Panasonic Debuts New Blu-ray Players That Open With a Wave
Dateline Los Angeles, early March 2011: Local AV scribes are briefed on Panasonic's 2011 lineup of audio gear and new disc players.
Panasonic's name may evoke sound, but its reputation is built on video. Nevertheless, the company does produce audio products, though its U.S. offerings in that space differ from those of many Asian manufacturers. It has never been a major player here in AV receivers or stand-alone speaker systems, but instead puts most of its efforts into home theaters in a box (HTiBs), compact one-piece stereo systems, and related all-in-one packages. Panasonic's new 2011 introductions in these categories include a single sound bar (the fully-powered, $400 SC-HTB520, which includes a wireless subwoofer), four compact stereo systems, and three new Blu-ray HTiBs with 3D capability. Four new stand-alone Blu-ray players were also launched.
The HTiBs start at $400 for the base SC-BTT270 up to $600 for the SC-BTT770. All three include integral, 3D-compatible Blu-ray players, a complete 5.1 speaker array (including wireless surround in the SC-BT770 and an upgrade route to wireless surround in the mid-line SC-BTT370), Cinema Surround Plus that is said to simulate arrays of additional, virtual speakers in both the horizontal and vertical directions,), a Universal Dock for iPod and iPhone compatibility with a digital link, and wireless LAN connectivity including VIERA CAST and BD-Live functionality. The top two models also feature VIERA CAST with Skype, for connection to friends and family around the world that have a compatible TV.
The four compact stereo systems are priced from $100 to $200. While they resemble one-piece, highly featured radios more than full stereo systems with properly separated speakers, they do include features such features (depending on the model) as AM/FM reception, a CD player, a digital link to an iPod/iPhone, wireless music streaming, Bluetooth functionality, and hands-free conversations on your docked iPhone via the system's own speakers and built-in microphone.
Panasonic's four new stand-alone Blu-ray players (not including the new DMP-200 portable) may appear relatively unassuming in their slim, nondescript cabinets (even more slender than last year's models). But at prices ranging from $149 to $229 for the three 3D models, and $99 (!) for the non-3D DMP-BD75, your last excuse for not adding a Blu-ray player to your system has evaporated.
All three 3D players—the DMP-BDT310, DMP-BDT210, and the DMP-BDT110—offer 2D-to-3D conversion.
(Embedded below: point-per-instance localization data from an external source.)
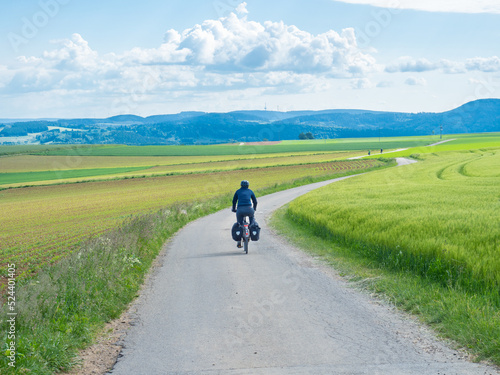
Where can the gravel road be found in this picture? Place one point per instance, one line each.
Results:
(210, 309)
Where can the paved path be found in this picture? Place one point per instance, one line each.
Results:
(210, 309)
While not the equal of a full native 3D source, the resulting 3D imagery was nonetheless surprisingly effective, based on the demo we saw on a new Panasonic 3D plasma HDTV.
The demo we saw also exhibited extremely rapid disc loading, long a sore spot with Blu-ray players. And while last year's Panasonic players were faster than most, the 2011 models appear to be even quicker. Also welcome is a sensor that opens and closes the loading drawer when you wave your hand over the top of the player. No more fumbling around in the dark for the "Open" switch and pushing the "Off" switch by mistake!
In addition to the VIERA CAST features of last year's Panasonic Blu-ray players, the three 3D players also include Skype video and voice calling, as described above in reference to the new, top-line Panasonic HTiBs. The two top model players also include built-in WiFi, while the DMP-BDT110 includes a wireless adapter for connection to your home network.
A new HDMI Jitter Purifier is also said to improve sound quality. Improved video performance is also claimed for all of the players via a new version of Panasonic's UniPhier chip set, in addition to improved color thanks to the PHL Reference Chroma Processor 2. The on-board video processing is also said to "up-convert all streaming [video on demand] images into HD quality," but we'll ignore that bit of marketing hyperbole in light of the other intriguing features and obvious value offered here.
The DMP-BDT310 also includes dual HDMI outputs. It will arrive in May. As of this writing (early March 2011) the other three new players were already available.
Panasonic also showed a new design for its 3D glasses. They are far more comfortable than the first generation, have a clearly accessible on/off switch, come in multiple sizes, and are closed on the side, which is better for rejecting stray reflections. The price for the new glasses remains as before, at $150/pair.